2022-04-13 Thread Sergey Korotkov (Jira)


 [ 
https://issues.apache.org/jira/browse/IGNITE-16843?page=com.atlassian.jira.plugin.system.issuetabpanels:all-tabpanel
 ]

Sergey Korotkov updated IGNITE-16843:
-
Description: 
In usecases with several active thin clients producing noticable load to 
cluster new thin clients can fail to connect with the 
*"ClientConnectionException: Channel is closed"* error in the 
*TcpClientChannel::handshake()* method.

On server side warning *"Unable to perform handshake within timeout 
[timeout=1"* is logged.

The problem can be easily reproduced by several large putAlls invoked in 
parallel from several or single thin client.  Espesially for the TRANSACTIONAL 
caches.  But ATOMIC caches are also affected - the only difference is that for 
ATOMIC caches more parallelizm factor and larger batches for putAlls are needed.

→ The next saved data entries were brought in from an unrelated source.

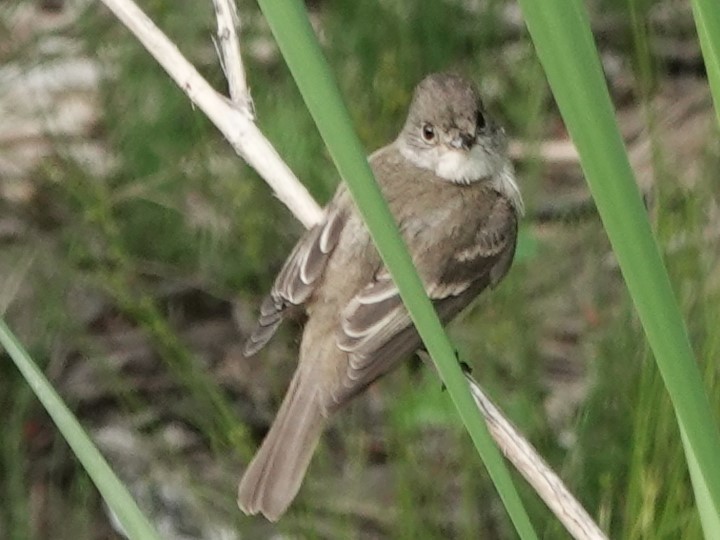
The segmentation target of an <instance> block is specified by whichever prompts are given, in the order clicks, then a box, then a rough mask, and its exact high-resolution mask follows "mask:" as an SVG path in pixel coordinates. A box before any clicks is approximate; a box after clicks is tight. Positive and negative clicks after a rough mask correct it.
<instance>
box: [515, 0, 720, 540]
mask: <svg viewBox="0 0 720 540" xmlns="http://www.w3.org/2000/svg"><path fill="white" fill-rule="evenodd" d="M520 4H521V6H522V9H523V12H524V14H525V20H526V23H527V26H528V29H529V31H530V35H531V37H532V39H533V42H534V43H535V47H536V49H537V53H538V56H539V57H540V60H541V62H542V64H543V67H544V69H545V72H546V74H547V77H548V81H549V82H550V86H551V88H552V91H553V94H554V96H555V99H556V101H557V104H558V107H559V108H560V112H561V113H562V116H563V118H564V120H565V123H566V125H567V128H568V130H569V132H570V134H571V136H572V138H573V141H574V142H575V145H576V146H577V149H578V152H579V153H580V157H581V164H582V167H583V171H584V172H585V176H586V178H587V180H588V183H589V185H590V190H591V192H592V194H593V197H594V199H595V202H596V204H597V208H598V211H599V213H600V217H601V218H602V221H603V224H604V226H605V229H606V231H607V234H608V237H609V238H610V242H611V244H612V246H613V249H614V251H615V254H616V256H617V259H618V262H619V263H620V269H621V270H622V273H623V276H624V278H625V282H626V283H627V287H628V290H629V291H630V295H631V296H632V299H633V302H634V304H635V308H636V309H637V313H638V316H639V318H640V321H641V322H642V325H643V328H644V329H645V333H646V335H647V338H648V342H649V344H650V346H651V348H652V350H653V353H654V355H655V359H656V362H657V364H658V367H659V369H660V373H661V374H662V377H663V380H664V382H665V386H666V388H667V390H668V393H669V394H670V398H671V400H672V403H673V407H674V408H675V413H676V415H677V418H678V422H679V424H680V426H681V429H682V430H683V432H684V433H685V435H686V437H685V438H684V439H683V440H684V442H685V443H686V446H685V449H686V454H687V455H688V456H689V458H688V460H689V461H690V462H692V461H693V460H694V461H695V463H696V464H697V470H696V472H697V476H696V475H695V474H693V480H694V481H693V486H694V488H695V490H696V491H695V495H696V498H698V499H701V498H703V497H705V498H707V497H709V498H710V500H709V501H704V503H703V505H704V506H706V507H712V508H713V510H714V512H715V514H718V515H720V467H718V466H717V456H718V455H720V436H719V435H718V429H717V424H716V419H715V417H714V416H713V414H712V412H711V409H710V406H709V403H708V399H707V395H706V393H705V389H704V386H703V382H702V378H701V376H700V371H699V370H698V367H697V364H696V363H695V359H694V355H693V351H692V348H691V346H690V342H689V339H688V335H687V330H686V328H685V324H684V322H683V320H682V316H681V314H680V310H679V307H678V304H677V301H676V299H675V296H674V294H673V291H672V288H671V285H670V280H669V277H668V274H667V271H666V270H665V266H664V265H663V261H662V258H661V256H660V253H659V250H658V247H657V244H656V243H655V239H654V237H653V234H652V231H651V228H650V224H649V222H648V219H647V212H646V210H645V207H644V205H643V202H642V199H641V197H640V193H639V191H638V189H637V185H636V183H635V181H634V179H633V173H632V170H631V169H630V164H629V162H628V158H627V154H626V152H625V149H624V146H623V142H622V139H621V137H620V134H619V132H618V129H617V125H616V123H615V119H614V111H613V107H612V103H611V101H610V96H609V94H608V91H607V86H606V84H605V79H604V77H603V72H602V68H601V65H600V61H599V59H598V54H597V50H596V48H595V45H594V43H593V37H592V34H591V32H590V26H589V22H588V16H587V13H586V11H585V10H584V8H583V6H582V4H581V3H580V2H579V1H577V0H576V1H572V2H568V1H567V0H545V1H544V2H536V1H535V0H520ZM715 14H716V15H717V12H716V13H715ZM715 37H716V38H717V35H716V36H715ZM694 468H695V467H691V471H692V470H693V469H694ZM705 502H708V503H709V504H705ZM707 521H708V520H703V522H704V523H705V522H707ZM705 533H706V534H707V535H708V537H709V538H717V537H718V536H714V535H712V531H707V530H706V531H705Z"/></svg>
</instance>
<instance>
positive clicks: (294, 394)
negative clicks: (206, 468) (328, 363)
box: [238, 371, 326, 521]
mask: <svg viewBox="0 0 720 540" xmlns="http://www.w3.org/2000/svg"><path fill="white" fill-rule="evenodd" d="M325 422H326V418H325V415H324V411H323V408H322V406H321V405H320V404H319V403H318V400H317V394H316V392H315V387H314V383H313V381H312V378H311V377H308V376H307V374H305V375H303V374H301V373H300V372H299V371H296V372H295V375H294V376H293V379H292V381H291V383H290V387H289V388H288V391H287V394H285V398H284V399H283V402H282V405H280V410H279V411H278V413H277V416H276V417H275V421H274V422H273V424H272V426H271V427H270V431H269V432H268V434H267V436H266V437H265V440H264V441H263V443H262V445H261V446H260V449H259V450H258V451H257V453H256V454H255V457H254V458H253V460H252V461H251V462H250V465H249V466H248V468H247V470H246V471H245V474H244V475H243V477H242V479H241V480H240V487H239V488H238V506H239V507H240V509H241V510H242V511H243V512H245V513H246V514H257V513H261V514H263V515H264V516H265V517H266V518H267V519H269V520H270V521H277V519H278V518H279V517H280V516H281V515H282V514H283V513H284V512H285V510H287V507H288V506H289V505H290V503H291V502H292V500H293V499H294V498H295V495H297V492H298V490H299V489H300V485H301V484H302V480H303V477H304V476H305V471H306V470H307V467H308V465H309V464H310V459H311V458H312V455H313V452H314V451H315V447H316V446H317V443H318V441H319V439H320V434H321V433H322V430H323V428H324V426H325Z"/></svg>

The reason of the problem is a fact that a single queue is used in the ignite 
node to serve all thin client related requests (queue in the 
{_}GridThinClientExecutor{_}). Both working requests like _putAll_ and control 
ones like _handshake_ which are used for connection establishment. 

Working requests can live indefenitely in a queue (or at least longer then 
{_}handshake{_}).  On the other hand a special watchdog timer is scheduled in 
the ignite node to check if a _handshake_ request is processed in a timely 
manner ({_}ClientListenerNioListener::scheduleHandshakeTimeout{_}).  By default 
the 10 seconds timeout is used 
({_}ClientConnectorConfiguration::handshakeTimeout{_}). If timeout expires the 
client session is closed forcibly.

So, if one or several thin clients fill queue with long operations new clients 
can not connect. 

The real usecase reveals the problem is as follows.
 * 4 nodes cluster, 64 cpu, 32Gb heap, 512Gb off-heap  each
 * One TRANSACTIONAL cache with backups=1
 * About 30Gb of data on each node
 * Several (upto 70-100 at the same time) thin clients loading data using 
putAlls in 5 records batches. Client connects, loads 3 batches and 
disconnects (spark jobs in fact).
 * Default handshakeTimeout (10 secs) and threadPoolSize(8) in 
ClientConnectorConfiguration



Two ducktests were created to reproduce and isolate  the problem.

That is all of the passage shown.